Testonyms

In elementary school, first I learned about synonyms and antonyms. Synonym – Same; Antonym – Opposite; Got it. And synonym and antonym are such cool words – “and sometimes y.”

It got a little more complicated with homonyms, which might be homophones (pronounced the same, differ in meaning or spelling), homographs (spelled the same, differ in meaning or pronunciation), or both.

None of that however was adequate preparation for what I would encounter working in large-scale testing, namely TESTONYMS.

What are testonyms?

One word that is used to refer to several different things. The words standard and grade-level come to mind.
Words with very different meanings which are used interchangeably.

Note: Those two bullet points might appear to cover a lot of ground, but testonyms are not to be confused with an even larger category of problematic words in our field: those that we use regularly but with virtually no agreement on what they mean. Refer here for more information on those words.

In this post, I am going to focus on four words:

Measure, Indicator, Stability, Reliability

The appropriate use of these words is particularly important as policymakers and educators attempt to fully understand and recover from the effects of the disruptions of the past two years on student learning and as states restart or reinvent their state accountability systems.

Measure for Measure

We’ve all heard stories of languages or cultures that many words for snow (apparently, the Scots with 421 have the most). Psychometricians, on the other hand, are more “efficient” with our language, getting the most bang for the buck out of every word.

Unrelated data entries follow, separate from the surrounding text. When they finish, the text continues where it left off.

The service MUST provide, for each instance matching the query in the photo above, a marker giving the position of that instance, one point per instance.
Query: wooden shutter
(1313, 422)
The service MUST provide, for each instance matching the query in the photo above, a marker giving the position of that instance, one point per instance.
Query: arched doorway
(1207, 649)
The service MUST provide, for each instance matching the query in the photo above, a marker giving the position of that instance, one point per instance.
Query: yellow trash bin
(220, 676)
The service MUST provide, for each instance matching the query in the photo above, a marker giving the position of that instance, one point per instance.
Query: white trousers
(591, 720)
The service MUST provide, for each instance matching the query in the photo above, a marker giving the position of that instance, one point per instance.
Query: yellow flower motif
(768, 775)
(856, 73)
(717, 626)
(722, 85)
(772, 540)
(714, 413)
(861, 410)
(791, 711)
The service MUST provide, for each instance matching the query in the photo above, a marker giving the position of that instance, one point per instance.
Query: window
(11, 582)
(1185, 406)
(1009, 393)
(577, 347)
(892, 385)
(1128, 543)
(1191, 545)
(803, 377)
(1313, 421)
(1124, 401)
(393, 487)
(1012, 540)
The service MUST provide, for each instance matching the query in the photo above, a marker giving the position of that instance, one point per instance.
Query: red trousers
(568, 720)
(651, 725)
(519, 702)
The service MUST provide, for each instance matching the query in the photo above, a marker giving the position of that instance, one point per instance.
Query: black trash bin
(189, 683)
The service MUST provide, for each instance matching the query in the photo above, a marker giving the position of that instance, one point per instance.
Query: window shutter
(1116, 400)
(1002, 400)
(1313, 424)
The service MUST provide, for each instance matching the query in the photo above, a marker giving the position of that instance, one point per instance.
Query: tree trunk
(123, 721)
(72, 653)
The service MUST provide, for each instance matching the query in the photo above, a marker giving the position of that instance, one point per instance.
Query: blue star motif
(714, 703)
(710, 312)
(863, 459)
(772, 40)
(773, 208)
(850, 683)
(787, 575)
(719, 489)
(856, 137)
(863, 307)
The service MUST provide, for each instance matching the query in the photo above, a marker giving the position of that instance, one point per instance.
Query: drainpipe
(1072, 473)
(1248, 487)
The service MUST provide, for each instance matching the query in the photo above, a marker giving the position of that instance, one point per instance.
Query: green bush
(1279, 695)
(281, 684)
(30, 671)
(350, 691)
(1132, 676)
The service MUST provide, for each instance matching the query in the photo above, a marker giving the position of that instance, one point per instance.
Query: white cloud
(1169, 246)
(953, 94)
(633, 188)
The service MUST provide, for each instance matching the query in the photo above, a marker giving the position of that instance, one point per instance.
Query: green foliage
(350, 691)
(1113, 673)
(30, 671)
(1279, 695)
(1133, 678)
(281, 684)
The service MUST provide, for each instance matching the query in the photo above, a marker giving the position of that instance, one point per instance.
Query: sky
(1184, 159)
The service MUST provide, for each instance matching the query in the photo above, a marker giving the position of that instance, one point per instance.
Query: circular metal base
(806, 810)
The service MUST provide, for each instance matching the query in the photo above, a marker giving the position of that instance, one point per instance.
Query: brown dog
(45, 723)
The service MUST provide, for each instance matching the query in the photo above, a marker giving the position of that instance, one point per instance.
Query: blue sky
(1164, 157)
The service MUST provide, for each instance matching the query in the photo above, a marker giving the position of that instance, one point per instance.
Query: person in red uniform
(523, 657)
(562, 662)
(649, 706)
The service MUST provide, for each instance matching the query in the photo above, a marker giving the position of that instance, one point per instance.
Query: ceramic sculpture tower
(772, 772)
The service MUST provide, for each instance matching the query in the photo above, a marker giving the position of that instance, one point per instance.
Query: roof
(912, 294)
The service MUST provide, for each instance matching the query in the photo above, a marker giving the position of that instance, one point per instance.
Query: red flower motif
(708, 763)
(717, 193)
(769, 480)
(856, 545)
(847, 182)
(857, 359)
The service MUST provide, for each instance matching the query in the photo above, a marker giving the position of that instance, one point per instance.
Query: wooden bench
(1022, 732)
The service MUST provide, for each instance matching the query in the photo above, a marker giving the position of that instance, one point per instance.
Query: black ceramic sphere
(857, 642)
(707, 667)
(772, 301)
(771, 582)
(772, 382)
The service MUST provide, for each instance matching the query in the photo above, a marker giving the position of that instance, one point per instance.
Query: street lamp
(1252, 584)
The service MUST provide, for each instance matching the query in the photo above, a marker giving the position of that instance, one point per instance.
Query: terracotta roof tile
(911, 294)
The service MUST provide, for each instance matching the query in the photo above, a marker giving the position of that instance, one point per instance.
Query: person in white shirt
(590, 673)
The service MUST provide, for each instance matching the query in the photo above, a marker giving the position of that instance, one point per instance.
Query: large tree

It’s not unusual for people in our field to be at a loss for words, but that doesn’t mean we also have to be skimpy on vocabulary.

Take the word measure.

We use it as a transitive verb with an object; that is to measure something. (Of course, don’t get us started on what it actually means to measure something. Again, there are books on that topic.)

But we also use it as a noun to refer to

the instrument used to measure,
sometimes individual items/tasks on that instrument,
the score obtained via the instrument, and
the construct that we are measuring.

As I said, efficient.

Consider Mathematics Achievement.

When discussing student achievement in mathematics, it would not be unusual to see the word measure used as a verb to describe the process of gathering information about a student’s level of mathematics achievement and also as a noun referring to the test instrument used to measures and the test score obtained on that instrument. Then we will refer to Mathematics Achievement itself, perhaps expressed as some status classification or growth statistic, as a measure of student performance or school effectiveness.

I get it, it’s educational measurement and we want to convince others and ourselves that we are actually measuring something real, but go to your bosom; knock there, and ask your heart can’t we do better.

Measures v. Indicators

I have never understood how it became commonplace to use the words measures and indicators interchangeably (and don’t get me started on metrics). The meanings of the two words are not even all that similar. But it’s not just those of us in education who have adopted this practice. A Google search of ‘measures v. indicators’ returns pages of articles on the topic.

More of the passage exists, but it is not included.